The Muslim leader of the nation's three-member presidency said he had a "debt" towards the victims. More than 100,000 people died in the Bosnian War of the early 1990s.

Bosnien Sarajevo Muslimischer Anführer Bakir Izetbegovic bei Trauerstätte
Image: picture-alliance/AP Photo/A. Emric

Bakir Izetbegovic, the Muslim member of Bosnia and Herzegovina's tripartite presidency, on Monday paid tribute to Serb civilians killed by a Bosnian Muslim paramilitary group in Sarajevo during the 1992-95 Bosnian war.

Izetbegovic laid a wreath of white flowers on a rock at the massacre site, which lies on the outskirts of Sarajevo.

"I feel I have a debt [towards the victims]. I should have come here earlier to express my regrets and express condolences to the people who have ended up here in an awful way," Izetbegovic said. "This is the main why I came here … But I also hope that this gesture will inspire others to do something similar."

The Bosnian War killed more than 100,000 people and displaced more than half of the country's pre-war population.

Izetbegovic's visit was the first by a senior Bosniak Muslim official to the massacre site, where at least 29 bodies have been exhumed. However, the process of exhumation was never completed.

His father, Alija Izetbegovic, was president of the country at the time of the massacre and when government forces eventually fought the paramilitary unit responsible for the crimes against humanity.

Alija Izetbegovic (center-right), along with the rest of the Bosnian presidency, met with US President Bill Clinton in 1997Image: picture-alliance/dpa/Demir

'Brave gesture'

Milan Mandic, president of an association of Serbs who disappeared in the region, told the AFP news agency that Izetbegovic's visit was a "brave gesture for Serb people and the families" of the victims.

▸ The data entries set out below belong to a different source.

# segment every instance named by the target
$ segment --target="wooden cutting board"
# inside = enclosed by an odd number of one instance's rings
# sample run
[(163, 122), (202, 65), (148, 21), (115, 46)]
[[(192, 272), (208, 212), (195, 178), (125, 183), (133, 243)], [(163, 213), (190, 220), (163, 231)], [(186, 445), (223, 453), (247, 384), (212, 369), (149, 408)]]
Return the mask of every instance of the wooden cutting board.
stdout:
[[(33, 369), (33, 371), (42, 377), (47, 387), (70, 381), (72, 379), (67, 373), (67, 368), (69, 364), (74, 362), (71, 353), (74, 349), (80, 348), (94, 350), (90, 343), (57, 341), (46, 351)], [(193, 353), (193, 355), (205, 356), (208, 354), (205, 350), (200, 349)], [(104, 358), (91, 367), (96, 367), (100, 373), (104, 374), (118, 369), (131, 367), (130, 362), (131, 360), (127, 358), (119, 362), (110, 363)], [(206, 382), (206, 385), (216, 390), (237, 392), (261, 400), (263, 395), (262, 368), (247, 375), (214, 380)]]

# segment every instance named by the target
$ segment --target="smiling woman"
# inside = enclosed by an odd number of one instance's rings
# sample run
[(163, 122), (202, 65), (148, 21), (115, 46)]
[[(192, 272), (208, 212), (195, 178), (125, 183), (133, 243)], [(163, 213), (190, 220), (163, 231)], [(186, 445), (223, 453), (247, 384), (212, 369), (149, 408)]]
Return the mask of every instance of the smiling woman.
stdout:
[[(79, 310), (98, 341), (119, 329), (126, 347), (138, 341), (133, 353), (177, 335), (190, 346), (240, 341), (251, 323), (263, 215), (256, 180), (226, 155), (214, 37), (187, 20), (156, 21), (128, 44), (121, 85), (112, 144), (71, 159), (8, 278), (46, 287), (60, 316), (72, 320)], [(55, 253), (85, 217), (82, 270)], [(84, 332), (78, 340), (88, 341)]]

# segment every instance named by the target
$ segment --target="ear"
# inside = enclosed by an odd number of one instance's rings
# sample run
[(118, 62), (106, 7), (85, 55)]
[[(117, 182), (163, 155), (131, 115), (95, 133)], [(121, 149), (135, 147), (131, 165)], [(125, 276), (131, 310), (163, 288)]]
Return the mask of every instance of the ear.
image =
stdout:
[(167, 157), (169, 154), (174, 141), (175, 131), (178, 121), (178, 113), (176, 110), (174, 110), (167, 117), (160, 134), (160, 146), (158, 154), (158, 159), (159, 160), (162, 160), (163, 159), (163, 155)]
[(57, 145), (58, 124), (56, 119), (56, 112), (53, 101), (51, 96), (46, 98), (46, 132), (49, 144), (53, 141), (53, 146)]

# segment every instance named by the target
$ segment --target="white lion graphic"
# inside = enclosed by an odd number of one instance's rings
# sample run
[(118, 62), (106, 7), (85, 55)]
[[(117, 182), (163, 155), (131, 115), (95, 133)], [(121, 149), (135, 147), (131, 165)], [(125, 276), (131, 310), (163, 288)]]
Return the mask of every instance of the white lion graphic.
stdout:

"In the capacity as the most influential politician among Bosniaks, he found strength to come to this place and lay flowers in the memory of these innocent victims," Mandic said.

Serb Civic Council leader Milorad Novakovic said "this act will contribute a lot to reconciliation here."

"It will contribute to a joint life here; it will contribute to lasting peace and tolerance," he said.